Según creo, yo iba a embarcar en el séptimo viaje; era el primero que yo hacia como segundo piloto, cargo del que debiera avergonzarme, porque entonces, para esta clase, los camarotes privados eran tan difíciles de encontrar en buques mercantes, cómo las ballenas en el Canal de la Mancha. Próximamente dos semanas antes de embarcarme, llevé a Rosa a pasear hacia el río, y, como era verano, ella contemplaba las truchas que, saltando a la superficie de las aguas, formaban espuma y allá, a lo lejos se distinguían las perezosas vacas rumiando chau, chau, chau, como grupo de viejos marineros masticando trozos de dura galleta.

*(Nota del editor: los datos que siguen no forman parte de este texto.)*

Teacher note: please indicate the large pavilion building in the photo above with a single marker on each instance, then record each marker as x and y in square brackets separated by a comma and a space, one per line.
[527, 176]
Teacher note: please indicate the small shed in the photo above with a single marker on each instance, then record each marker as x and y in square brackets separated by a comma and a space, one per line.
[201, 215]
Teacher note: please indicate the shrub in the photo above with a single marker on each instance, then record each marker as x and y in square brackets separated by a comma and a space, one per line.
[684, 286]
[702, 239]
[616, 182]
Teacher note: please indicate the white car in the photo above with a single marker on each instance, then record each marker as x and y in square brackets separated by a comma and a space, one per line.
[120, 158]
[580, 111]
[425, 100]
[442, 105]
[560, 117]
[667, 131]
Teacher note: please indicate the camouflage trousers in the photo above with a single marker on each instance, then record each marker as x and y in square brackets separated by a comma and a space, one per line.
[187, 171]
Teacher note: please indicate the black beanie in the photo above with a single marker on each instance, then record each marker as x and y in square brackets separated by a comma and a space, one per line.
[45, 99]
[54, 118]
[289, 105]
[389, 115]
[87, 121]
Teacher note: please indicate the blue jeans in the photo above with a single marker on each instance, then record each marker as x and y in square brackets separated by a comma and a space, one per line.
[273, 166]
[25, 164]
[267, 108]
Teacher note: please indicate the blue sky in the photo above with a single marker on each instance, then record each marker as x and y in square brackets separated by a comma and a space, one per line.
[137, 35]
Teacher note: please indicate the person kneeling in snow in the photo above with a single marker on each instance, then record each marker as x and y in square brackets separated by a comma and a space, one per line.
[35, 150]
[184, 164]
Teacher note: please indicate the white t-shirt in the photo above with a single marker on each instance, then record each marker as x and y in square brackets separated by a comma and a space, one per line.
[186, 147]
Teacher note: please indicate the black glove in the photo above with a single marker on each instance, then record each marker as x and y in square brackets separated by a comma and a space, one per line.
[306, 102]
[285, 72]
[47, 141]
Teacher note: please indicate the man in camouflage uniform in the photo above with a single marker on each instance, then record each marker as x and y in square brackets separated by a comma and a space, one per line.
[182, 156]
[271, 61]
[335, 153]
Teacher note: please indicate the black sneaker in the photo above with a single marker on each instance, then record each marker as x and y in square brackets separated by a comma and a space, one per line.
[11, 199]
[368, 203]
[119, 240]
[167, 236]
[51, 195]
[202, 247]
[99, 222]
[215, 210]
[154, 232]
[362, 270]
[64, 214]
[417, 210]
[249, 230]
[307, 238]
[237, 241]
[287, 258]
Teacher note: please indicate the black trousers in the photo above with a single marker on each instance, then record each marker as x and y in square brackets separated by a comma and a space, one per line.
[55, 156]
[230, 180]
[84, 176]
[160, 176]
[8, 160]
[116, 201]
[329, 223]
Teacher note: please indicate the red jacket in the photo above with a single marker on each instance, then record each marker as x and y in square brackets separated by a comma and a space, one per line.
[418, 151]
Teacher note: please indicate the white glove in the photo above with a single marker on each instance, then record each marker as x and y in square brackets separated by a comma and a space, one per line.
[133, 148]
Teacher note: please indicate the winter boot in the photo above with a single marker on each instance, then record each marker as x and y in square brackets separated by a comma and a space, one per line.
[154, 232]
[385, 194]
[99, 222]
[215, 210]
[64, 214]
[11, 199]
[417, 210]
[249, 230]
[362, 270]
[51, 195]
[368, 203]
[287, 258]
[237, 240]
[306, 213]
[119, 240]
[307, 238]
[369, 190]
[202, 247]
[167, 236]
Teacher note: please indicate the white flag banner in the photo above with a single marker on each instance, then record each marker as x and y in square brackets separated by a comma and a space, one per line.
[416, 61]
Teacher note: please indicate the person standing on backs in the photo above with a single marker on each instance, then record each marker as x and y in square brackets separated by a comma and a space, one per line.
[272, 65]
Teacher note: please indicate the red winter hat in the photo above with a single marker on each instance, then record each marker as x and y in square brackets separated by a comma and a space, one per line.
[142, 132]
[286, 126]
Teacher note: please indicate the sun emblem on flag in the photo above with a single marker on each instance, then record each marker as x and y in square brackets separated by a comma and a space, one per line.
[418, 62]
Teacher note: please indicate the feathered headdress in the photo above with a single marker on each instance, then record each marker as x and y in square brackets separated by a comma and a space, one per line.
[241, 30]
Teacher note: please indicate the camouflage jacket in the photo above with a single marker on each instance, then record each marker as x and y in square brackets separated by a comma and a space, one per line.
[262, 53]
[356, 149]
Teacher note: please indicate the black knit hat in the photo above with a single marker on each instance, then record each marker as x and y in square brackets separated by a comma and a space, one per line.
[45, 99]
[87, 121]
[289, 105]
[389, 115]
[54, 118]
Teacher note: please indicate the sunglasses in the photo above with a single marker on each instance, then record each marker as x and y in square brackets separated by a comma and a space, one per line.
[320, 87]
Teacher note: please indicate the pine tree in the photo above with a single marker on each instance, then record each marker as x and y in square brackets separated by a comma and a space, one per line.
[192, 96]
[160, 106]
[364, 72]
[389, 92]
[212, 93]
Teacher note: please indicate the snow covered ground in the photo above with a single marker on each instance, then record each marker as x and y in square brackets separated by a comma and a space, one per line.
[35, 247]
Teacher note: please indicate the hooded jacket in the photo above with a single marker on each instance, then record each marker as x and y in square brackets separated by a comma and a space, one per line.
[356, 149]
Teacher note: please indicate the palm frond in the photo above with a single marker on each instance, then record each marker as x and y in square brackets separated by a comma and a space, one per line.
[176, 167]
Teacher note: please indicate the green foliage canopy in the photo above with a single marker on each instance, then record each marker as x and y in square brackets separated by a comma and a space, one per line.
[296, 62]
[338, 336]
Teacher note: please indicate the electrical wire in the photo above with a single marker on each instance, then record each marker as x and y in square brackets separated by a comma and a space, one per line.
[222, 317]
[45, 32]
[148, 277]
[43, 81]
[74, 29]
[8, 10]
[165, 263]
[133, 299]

Entonces tomó su mano entre las mías, y, sin andar en rodeos, la declaré mi amor. Allí arreglamos nuestros planes; ella era mi dueña y hacía cuanto quería de mí, a pesar de que su manera de ser era tan fina y delicada que nunca me hizo la menor exigencia. Por fin, quedamos comprometidos para casarnos, cuando volviera de mi próximo viaje; porque, según ella decía: «eso te dará tiempo para pensar, ver otras mujeres y estar seguro de ti mismo»; de modo que, si a mi vuelta yo la amaba todavía la pondría el anillo de compromiso, y esperaría hasta que pudiéramos casarnos. En aquel momento la pregunté: «¿Permanecerás tan fiel como yo?» Esta era una pregunta innecesaria y no necesitaba contestación; su mirada me lo dio a comprender mejor que lo hubieran hecho sus palabras.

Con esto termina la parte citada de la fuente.